*** 1 Progress [(O(1),O(n^1))]  ***
    Considered Problem:
      Strict DP Rules:
        
      Strict TRS Rules:
        check(no(x)) -> no(x)
        check(no(x)) -> no(check(x))
        check(rec(x)) -> rec(check(x))
        check(sent(x)) -> sent(check(x))
        check(up(x)) -> up(check(x))
        no(up(x)) -> up(no(x))
        rec(bot()) -> up(sent(bot()))
        rec(no(x)) -> sent(rec(x))
        rec(rec(x)) -> sent(rec(x))
        rec(sent(x)) -> sent(rec(x))
        rec(up(x)) -> up(rec(x))
        sent(up(x)) -> up(sent(x))
        top(no(up(x))) -> top(check(rec(x)))

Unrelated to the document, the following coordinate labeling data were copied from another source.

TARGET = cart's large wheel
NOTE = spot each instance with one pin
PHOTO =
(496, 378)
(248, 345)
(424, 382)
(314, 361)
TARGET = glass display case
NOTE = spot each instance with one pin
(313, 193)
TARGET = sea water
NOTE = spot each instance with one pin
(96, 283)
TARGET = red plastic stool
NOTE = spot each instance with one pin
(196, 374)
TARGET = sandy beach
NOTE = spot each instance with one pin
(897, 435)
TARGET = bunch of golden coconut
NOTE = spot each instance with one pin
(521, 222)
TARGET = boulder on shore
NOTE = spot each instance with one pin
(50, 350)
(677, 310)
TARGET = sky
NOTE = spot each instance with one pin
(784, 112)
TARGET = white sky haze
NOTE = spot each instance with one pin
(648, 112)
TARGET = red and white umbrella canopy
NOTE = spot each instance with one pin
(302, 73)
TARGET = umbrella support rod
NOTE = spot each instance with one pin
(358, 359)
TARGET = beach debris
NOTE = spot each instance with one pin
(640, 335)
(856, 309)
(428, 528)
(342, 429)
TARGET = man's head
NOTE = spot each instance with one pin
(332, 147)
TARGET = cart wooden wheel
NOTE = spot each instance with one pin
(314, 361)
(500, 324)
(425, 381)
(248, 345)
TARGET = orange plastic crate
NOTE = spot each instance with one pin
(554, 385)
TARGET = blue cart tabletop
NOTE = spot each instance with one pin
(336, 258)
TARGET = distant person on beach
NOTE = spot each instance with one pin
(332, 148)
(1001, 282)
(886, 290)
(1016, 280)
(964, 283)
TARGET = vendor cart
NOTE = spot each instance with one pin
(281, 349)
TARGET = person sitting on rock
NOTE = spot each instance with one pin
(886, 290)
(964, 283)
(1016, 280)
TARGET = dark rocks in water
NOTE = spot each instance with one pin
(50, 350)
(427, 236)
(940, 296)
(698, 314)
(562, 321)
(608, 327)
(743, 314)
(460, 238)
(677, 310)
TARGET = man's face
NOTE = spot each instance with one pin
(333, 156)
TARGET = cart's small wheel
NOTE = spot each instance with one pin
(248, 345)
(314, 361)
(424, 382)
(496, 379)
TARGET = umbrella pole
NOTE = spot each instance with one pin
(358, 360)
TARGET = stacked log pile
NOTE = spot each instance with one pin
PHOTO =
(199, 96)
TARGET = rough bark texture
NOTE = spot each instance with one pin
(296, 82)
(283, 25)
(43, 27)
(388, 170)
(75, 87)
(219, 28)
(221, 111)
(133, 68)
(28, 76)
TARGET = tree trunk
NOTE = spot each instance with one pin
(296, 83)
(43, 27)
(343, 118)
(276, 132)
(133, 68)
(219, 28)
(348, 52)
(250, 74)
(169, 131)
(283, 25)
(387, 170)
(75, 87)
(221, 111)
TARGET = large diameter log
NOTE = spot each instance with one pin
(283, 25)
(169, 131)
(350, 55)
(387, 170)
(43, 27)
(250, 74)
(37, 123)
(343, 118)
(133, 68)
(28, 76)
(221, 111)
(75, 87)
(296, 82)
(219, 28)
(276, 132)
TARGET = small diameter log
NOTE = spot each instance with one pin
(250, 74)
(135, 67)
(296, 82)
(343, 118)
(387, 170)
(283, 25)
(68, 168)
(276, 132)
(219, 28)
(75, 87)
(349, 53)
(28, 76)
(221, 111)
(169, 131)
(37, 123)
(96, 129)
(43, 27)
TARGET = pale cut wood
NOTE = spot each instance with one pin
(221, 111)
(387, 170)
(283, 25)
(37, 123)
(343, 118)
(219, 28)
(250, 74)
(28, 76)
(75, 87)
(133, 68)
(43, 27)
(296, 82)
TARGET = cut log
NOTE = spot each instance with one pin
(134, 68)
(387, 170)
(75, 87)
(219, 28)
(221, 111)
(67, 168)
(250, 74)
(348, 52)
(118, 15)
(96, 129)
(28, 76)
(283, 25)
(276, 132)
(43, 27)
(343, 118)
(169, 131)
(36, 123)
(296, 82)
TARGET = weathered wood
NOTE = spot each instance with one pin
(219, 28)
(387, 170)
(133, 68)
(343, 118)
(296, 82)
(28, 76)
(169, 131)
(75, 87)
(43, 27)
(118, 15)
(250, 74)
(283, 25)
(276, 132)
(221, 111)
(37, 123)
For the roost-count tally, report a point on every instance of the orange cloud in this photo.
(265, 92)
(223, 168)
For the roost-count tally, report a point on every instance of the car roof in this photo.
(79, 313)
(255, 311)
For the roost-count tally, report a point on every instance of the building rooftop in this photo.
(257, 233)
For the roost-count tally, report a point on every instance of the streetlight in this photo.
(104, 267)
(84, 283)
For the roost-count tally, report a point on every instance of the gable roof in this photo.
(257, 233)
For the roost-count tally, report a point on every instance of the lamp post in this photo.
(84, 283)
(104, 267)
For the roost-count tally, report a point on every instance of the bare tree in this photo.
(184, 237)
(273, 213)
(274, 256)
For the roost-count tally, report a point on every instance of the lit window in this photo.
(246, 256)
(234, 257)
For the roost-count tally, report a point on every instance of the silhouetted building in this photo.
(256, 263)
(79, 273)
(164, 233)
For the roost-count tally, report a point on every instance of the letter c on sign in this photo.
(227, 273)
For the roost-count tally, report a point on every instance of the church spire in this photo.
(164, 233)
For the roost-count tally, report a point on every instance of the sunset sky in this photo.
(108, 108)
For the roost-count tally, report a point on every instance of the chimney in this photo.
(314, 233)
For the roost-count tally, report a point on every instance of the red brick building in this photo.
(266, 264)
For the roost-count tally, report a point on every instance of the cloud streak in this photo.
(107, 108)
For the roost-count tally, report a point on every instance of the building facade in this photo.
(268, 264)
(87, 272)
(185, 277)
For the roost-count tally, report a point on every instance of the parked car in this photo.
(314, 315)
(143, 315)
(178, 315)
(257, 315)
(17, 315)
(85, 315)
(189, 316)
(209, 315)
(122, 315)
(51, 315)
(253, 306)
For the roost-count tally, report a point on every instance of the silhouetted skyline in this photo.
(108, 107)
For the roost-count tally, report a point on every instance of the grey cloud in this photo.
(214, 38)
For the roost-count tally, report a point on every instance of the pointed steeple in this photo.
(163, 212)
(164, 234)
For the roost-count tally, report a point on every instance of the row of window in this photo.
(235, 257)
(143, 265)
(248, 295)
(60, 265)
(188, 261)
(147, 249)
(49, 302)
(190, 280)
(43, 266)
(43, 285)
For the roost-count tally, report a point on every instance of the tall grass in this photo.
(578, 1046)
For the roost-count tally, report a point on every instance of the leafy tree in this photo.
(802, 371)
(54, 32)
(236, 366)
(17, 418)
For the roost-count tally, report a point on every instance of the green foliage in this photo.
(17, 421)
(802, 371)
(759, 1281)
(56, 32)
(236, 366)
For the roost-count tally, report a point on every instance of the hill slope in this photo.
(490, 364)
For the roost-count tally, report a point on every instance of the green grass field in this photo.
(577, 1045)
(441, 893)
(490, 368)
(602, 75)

        top(rec(up(x))) -> top(check(rec(x)))
        top(sent(up(x))) -> top(check(rec(x)))
      Weak DP Rules:
        
      Weak TRS Rules:
        
      Signature:
        {check/1,no/1,rec/1,sent/1,top/1} / {bot/0,up/1}
      Obligation:
        Innermost
        basic terms: {check,no,rec,sent,top}/{bot,up}
    Applied Processor:
      InnermostRuleRemoval
    Proof:
      Arguments of following rules are not normal-forms.
        top(no(up(x))) -> top(check(rec(x)))
        top(rec(up(x))) -> top(check(rec(x)))
        top(sent(up(x))) -> top(check(rec(x)))
      All above mentioned rules can be savely removed.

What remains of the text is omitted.